It’s small, it’s light and it looks more like a pocket calculator than a mobile phone. But the Vodafone 150 is, according to Vodafone, the lowest cost, fully functioning mobile phone anywhere on earth.
OK, it’s not going to win prizes for the 25mm (1 inch) 96 x 64 pixel monochrome display screen. And if you are used to even fairly standard Nokia, HTC or Sony Ericsson phones of the last few years, let alone today’s smart phones, this will feel inadequate.
But that’s not the point. With an unsubsidised price at the local currency equivalent of less than US$15.00 the Vodafone 150 is designed to take mobile phones to people and places they have never been to before.
And while it lacks features such as Bluetooth, infrared and a web browser, it is a dual-band GSM device and comes complete with SMS, polyphonic ringtones, alarm clock, organizer, voice memo, currency converter, two embedded games and a built-in torch. Features like this were limited to high end phones until only a few years ago.
Moreover it has a 500 mAh battery which should deliver about 5 hours of talk time and 16 days of standby time.
When you hold the 150 it feels remarkably robust and well put together considering the low price. Drop it onto a hard surface from face height and it bounces rather than splits open. The keys have the rubbery feel of pocket calculator keys and the gaps between the panels are small so it should keep out the dirt well, important in dusty remote areas.

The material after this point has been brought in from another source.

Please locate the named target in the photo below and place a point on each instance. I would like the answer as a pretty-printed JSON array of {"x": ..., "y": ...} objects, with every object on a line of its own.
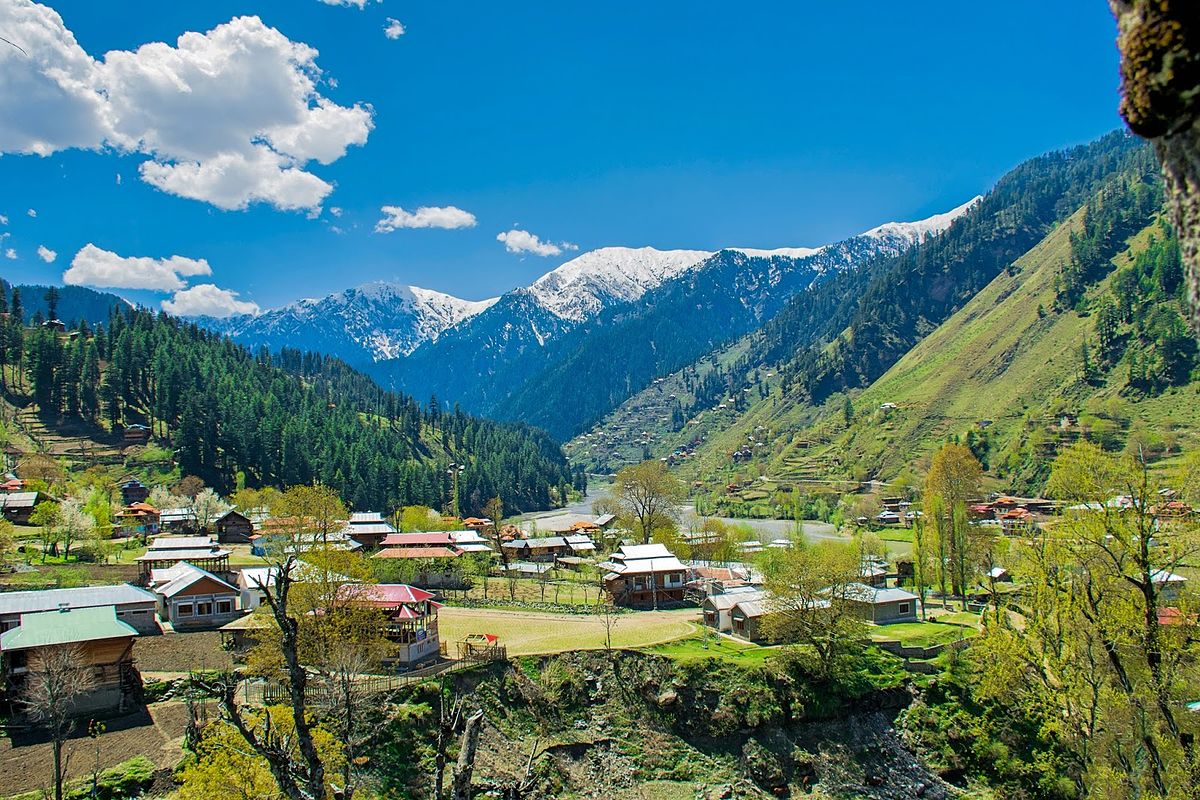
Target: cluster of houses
[{"x": 185, "y": 583}]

The Vodafone 150 is available now in India, DRCongo, Kenya, Mozambique, Qatar, South Africa and Tanzania. According to Vodafone, other countries will follow later this year.
Low cost mobile phones are not a new idea and the Vodafone 150 is not dropping the price bar by much: it’s been possible to buy unsubsidised new phones in the price range of US$20-25 retail in a number of emerging markets for a couple of years now. But whether the suppliers and manufacturers have been making money on them is another question.
With the 150 you get the feeling Vodafone really can supply it at this price and still make enough of a profit to sustain and grow the market. In that sense I believe this really may be a breakthrough for emerging markets.